Des constats généraux ont été établis notamment par le CGAAER en matière d’attractivité des métiers et des services du MAASA, selon lesquels, pour le corps des TSMA, les concours ne permettent plus de pourvoir les places offertes.

Après plusieurs groupes de travail, une journée de réflexion, autour de 3 ateliers, a associé des experts « cœur de métier TSMA » désignés par les organisations syndicales, ainsi que des représentants des employeurs et de l’administration en vue de l’élaboration d’une stratégie de recrutement et de formation des TSMA.

La CFTC rappelle le principe essentiel de continuité de service public, qui a une valeur constitutionnelle et qui doit permettre de garantir que les missions de l’État se poursuivent sans interruption malgré les changements de personnel.

  • Atelier 1 concernant les profils de 1er grade, spécialité vétérinaire et alimentaire :

Le constat actuel est un vivier de 90 % de contractuels, auquel il est fait régulièrement appel.

La CFTC demande que les contractuels, dont l’expertise est reconnue, deviennent fonctionnaires afin qu’ils sortent d’une précarité d’emploi, leur métier étant déjà souvent difficile.
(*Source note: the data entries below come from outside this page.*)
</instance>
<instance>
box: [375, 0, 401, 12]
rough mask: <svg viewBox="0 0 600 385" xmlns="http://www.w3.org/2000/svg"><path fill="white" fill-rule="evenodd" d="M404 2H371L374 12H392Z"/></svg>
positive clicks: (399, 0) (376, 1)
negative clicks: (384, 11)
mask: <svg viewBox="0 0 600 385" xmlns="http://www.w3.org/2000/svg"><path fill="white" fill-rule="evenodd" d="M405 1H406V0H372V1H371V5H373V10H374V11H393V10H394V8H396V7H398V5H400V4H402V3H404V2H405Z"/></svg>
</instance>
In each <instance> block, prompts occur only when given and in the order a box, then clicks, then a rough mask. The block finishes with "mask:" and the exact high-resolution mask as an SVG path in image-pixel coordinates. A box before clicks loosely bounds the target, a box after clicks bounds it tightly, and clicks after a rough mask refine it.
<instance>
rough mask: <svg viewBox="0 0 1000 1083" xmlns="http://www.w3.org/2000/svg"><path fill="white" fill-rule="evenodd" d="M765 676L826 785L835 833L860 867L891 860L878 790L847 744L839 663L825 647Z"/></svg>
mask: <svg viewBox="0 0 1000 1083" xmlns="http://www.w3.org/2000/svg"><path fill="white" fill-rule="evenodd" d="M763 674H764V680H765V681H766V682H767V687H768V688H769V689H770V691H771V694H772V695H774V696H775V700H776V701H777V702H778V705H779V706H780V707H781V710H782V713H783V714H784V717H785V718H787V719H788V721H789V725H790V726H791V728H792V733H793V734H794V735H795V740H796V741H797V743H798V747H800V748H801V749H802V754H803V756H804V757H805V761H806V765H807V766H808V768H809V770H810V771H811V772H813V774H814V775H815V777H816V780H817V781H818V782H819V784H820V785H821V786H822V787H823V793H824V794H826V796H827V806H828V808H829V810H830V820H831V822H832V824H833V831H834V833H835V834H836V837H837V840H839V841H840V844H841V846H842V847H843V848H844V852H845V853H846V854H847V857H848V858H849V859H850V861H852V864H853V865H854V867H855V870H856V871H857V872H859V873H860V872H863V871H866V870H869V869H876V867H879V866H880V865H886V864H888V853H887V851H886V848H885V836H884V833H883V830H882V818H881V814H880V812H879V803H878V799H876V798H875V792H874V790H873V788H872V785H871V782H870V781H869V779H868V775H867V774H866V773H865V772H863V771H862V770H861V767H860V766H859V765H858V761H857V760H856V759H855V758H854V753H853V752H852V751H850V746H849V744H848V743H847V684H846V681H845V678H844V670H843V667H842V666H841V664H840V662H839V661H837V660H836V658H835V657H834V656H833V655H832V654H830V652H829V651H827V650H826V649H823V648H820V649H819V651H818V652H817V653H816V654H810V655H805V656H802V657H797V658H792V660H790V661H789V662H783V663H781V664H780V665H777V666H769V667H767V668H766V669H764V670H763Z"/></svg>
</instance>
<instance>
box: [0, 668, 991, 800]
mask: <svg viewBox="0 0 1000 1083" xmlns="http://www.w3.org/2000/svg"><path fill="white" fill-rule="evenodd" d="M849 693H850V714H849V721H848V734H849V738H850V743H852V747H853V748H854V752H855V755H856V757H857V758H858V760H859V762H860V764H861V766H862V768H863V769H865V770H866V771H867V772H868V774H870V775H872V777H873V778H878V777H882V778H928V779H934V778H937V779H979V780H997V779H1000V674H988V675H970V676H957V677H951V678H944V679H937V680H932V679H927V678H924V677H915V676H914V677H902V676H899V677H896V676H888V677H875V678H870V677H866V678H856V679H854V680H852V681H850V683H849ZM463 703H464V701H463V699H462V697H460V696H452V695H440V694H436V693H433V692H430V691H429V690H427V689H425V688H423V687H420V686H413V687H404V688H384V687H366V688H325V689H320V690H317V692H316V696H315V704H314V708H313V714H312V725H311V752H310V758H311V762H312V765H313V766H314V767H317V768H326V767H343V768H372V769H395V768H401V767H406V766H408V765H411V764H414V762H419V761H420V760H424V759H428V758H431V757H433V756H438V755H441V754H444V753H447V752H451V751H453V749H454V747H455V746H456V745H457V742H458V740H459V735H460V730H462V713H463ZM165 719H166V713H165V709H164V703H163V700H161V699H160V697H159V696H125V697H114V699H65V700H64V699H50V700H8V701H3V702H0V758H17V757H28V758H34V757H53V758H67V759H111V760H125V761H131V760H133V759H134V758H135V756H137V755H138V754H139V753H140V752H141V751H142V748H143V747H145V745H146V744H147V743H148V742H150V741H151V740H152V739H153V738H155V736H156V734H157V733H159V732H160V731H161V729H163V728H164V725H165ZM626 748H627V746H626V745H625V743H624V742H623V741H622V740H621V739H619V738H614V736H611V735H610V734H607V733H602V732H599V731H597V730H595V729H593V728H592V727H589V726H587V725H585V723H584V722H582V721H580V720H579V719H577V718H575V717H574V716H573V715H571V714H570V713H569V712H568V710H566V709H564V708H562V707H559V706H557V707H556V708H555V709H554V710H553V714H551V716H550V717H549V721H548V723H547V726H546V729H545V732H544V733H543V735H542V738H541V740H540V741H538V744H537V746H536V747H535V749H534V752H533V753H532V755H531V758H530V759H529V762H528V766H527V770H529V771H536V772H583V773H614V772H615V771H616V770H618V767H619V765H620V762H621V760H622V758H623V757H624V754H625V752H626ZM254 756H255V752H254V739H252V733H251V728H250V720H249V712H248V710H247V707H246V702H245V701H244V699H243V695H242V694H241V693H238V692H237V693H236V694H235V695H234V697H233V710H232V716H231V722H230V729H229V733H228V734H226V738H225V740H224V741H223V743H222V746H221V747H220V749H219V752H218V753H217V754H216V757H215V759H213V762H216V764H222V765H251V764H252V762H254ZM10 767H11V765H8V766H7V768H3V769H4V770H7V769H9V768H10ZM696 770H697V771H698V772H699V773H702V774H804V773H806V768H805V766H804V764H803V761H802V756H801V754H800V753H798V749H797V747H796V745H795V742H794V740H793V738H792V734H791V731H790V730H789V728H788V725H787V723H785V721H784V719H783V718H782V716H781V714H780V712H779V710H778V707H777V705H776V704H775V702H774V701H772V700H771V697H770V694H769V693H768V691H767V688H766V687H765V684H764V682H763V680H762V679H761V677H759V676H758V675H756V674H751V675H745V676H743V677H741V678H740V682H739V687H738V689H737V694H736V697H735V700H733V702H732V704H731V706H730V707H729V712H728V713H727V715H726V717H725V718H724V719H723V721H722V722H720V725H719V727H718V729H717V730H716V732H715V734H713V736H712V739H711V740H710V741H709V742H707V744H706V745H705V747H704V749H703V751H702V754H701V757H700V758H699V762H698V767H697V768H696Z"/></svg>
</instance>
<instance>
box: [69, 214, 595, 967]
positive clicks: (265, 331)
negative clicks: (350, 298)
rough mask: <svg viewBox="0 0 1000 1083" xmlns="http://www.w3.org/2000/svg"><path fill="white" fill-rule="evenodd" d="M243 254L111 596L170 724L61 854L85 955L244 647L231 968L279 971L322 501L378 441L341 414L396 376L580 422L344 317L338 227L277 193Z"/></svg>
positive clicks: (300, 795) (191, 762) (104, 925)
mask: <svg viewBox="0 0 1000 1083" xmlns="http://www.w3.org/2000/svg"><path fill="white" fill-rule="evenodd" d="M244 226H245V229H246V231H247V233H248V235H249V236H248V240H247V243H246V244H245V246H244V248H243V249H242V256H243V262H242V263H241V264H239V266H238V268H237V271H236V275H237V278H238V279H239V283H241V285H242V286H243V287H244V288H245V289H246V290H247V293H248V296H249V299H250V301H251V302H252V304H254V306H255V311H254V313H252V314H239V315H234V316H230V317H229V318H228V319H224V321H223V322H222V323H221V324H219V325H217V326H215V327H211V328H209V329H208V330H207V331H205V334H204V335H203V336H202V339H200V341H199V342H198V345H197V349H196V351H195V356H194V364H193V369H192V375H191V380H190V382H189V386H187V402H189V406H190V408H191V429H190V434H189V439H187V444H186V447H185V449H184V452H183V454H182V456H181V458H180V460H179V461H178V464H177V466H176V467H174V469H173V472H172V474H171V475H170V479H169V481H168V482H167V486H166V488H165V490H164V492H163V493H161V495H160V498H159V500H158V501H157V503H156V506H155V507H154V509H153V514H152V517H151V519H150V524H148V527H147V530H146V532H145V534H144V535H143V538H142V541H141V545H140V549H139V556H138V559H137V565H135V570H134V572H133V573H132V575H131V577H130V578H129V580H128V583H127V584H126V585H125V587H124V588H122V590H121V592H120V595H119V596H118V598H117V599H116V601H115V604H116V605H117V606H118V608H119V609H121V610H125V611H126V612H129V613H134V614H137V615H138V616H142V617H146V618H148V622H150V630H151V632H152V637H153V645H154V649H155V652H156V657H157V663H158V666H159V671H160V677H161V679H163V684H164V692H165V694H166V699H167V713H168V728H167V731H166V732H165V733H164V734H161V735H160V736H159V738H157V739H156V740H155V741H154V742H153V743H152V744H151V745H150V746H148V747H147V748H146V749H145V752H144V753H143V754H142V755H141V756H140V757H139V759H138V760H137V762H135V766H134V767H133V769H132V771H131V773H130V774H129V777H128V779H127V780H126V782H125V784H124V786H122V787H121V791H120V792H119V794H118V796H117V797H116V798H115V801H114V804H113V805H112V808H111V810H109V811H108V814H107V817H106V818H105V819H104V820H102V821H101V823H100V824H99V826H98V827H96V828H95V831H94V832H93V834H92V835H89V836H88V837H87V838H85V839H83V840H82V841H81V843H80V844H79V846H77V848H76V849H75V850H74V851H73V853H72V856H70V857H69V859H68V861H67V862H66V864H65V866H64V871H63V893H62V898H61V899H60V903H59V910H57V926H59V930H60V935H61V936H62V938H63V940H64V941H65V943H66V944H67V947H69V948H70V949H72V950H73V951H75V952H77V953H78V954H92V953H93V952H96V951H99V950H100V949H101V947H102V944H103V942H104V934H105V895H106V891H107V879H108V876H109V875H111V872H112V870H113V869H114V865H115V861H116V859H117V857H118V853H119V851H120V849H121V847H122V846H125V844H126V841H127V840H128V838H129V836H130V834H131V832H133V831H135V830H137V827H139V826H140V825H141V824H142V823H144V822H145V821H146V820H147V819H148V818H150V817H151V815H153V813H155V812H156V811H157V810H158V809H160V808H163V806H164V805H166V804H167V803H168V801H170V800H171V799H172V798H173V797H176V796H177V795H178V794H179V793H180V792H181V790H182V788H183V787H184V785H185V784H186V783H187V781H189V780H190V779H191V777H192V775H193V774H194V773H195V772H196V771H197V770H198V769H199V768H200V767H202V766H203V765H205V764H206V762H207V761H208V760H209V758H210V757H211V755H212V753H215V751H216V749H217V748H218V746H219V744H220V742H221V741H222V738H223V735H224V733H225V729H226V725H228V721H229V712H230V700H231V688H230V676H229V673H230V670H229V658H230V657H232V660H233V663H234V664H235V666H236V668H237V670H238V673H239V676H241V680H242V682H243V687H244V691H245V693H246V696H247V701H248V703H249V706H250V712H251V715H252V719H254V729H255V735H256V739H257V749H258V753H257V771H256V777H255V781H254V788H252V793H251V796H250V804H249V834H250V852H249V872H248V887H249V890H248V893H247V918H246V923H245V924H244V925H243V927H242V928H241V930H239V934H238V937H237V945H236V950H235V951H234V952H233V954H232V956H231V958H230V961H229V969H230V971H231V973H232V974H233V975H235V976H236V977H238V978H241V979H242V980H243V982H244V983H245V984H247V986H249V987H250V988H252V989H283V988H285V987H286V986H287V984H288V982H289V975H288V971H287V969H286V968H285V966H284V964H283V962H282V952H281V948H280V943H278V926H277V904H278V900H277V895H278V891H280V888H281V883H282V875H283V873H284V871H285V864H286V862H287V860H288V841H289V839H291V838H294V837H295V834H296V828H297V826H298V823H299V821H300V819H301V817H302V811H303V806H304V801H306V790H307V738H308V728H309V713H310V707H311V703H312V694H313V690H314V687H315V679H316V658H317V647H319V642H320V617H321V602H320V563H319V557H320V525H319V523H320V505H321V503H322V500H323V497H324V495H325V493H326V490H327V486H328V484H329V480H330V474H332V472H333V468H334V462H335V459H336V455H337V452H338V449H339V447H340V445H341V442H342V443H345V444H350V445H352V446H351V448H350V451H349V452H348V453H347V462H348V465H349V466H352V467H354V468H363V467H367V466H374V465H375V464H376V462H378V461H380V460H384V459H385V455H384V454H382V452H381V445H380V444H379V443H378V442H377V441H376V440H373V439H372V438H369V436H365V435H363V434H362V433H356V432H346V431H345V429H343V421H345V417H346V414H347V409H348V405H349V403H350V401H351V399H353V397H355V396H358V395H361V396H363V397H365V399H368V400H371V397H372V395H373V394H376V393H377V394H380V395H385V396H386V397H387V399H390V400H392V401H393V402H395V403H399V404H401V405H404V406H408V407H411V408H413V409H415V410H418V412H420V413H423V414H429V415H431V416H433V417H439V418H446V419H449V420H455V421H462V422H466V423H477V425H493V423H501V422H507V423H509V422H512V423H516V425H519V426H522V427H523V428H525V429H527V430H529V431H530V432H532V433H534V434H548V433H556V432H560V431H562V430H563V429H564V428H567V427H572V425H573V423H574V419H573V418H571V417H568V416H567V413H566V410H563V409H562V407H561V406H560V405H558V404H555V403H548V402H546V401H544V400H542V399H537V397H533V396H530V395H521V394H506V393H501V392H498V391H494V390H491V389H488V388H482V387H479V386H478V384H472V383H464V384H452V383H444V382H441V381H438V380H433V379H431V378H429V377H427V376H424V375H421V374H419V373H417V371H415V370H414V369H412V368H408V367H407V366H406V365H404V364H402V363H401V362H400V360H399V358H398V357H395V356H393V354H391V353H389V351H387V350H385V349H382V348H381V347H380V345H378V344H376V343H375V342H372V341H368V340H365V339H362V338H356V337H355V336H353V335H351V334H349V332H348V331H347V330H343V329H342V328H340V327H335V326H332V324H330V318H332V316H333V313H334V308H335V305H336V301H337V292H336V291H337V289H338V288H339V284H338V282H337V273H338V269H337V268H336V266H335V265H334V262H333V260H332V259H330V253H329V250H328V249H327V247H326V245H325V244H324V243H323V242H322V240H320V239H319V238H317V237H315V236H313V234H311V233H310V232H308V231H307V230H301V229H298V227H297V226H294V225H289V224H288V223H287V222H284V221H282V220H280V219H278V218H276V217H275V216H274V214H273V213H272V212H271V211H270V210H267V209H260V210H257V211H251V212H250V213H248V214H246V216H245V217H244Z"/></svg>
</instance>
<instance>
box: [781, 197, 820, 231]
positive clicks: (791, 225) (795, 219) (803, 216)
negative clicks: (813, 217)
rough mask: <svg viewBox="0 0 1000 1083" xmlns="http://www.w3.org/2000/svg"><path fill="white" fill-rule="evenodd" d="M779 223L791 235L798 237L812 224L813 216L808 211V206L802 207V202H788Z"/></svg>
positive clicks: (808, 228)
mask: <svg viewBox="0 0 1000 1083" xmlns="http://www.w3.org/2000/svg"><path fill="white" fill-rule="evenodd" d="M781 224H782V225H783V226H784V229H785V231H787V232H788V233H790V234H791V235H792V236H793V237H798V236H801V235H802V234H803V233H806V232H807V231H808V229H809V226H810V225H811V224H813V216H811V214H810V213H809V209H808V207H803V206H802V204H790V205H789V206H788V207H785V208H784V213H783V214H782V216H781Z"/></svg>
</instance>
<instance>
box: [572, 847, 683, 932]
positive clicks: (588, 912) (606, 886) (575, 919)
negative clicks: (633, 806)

Ces métiers doivent être reconnus comme porteurs d’une stabilité d’emploi et de carrière. Il convient de prioriser les besoins mais aussi faciliter les affectations et formations.

Il faut mettre en valeur nos métiers, les faire connaître sur le terrain (par des référents métier, tuteurs), dans les lycées, auprès des bacheliers pour les concours.

Plus largement, il est indispensable d’arrêter le dénigrement des fonctionnaires et de valoriser le service public et notre statut de fonctionnaire.

  • Atelier 2 : concernant les profils de 2ème grade, toutes spécialités, jeunes diplômés :

Pour la CFTC le vivier doit être large au-delà des établissements d’enseignement agricole.

Il est important de prioriser et généraliser des séquences d’information car les jeunes diplômés ne connaissent pas les différents cursus et aussi intégrer des formations initiales concernant les métiers du ministère et les voies d’accès.

L’affectation et l’obligation de formation sont un frein aux candidatures. Une formation adaptée et différenciée selon l’expérience préalable dont dispose le jeune diplômé serait plus attractive et fonctionnelle.

Ainsi la CFTC demande que le dossier RAEP soit enfin réellement pris en compte et noté. On insiste en citant Montaigne « Mieux vaut une tête bien faite qu’une tête bien pleine ».

  • Atelier 3 : concernant les profils de 2ème grade, toutes spécialités, agents en poste dans les services du MAASA (fonctionnaires et contractuels) :

La CFTC prône la simplification des concours plutôt que le rajout d’épreuves toujours plus techniques souvent sans lien avec le poste. Lorsqu’un agent est efficient, a fait ses preuves sur le terrain et dans les services il doit être motivé pour intégrer la fonction publique.

Les agents déjà en poste, qu’ils soient contractuels ou fonctionnaires, doivent pouvoir bénéficier d’un tronc commun de formations obligatoires générales et de formations métiers pratiques. Ils doivent être accompagnés réellement dans leurs démarches par leur supérieur hiérarchique et les services des ressources humaines.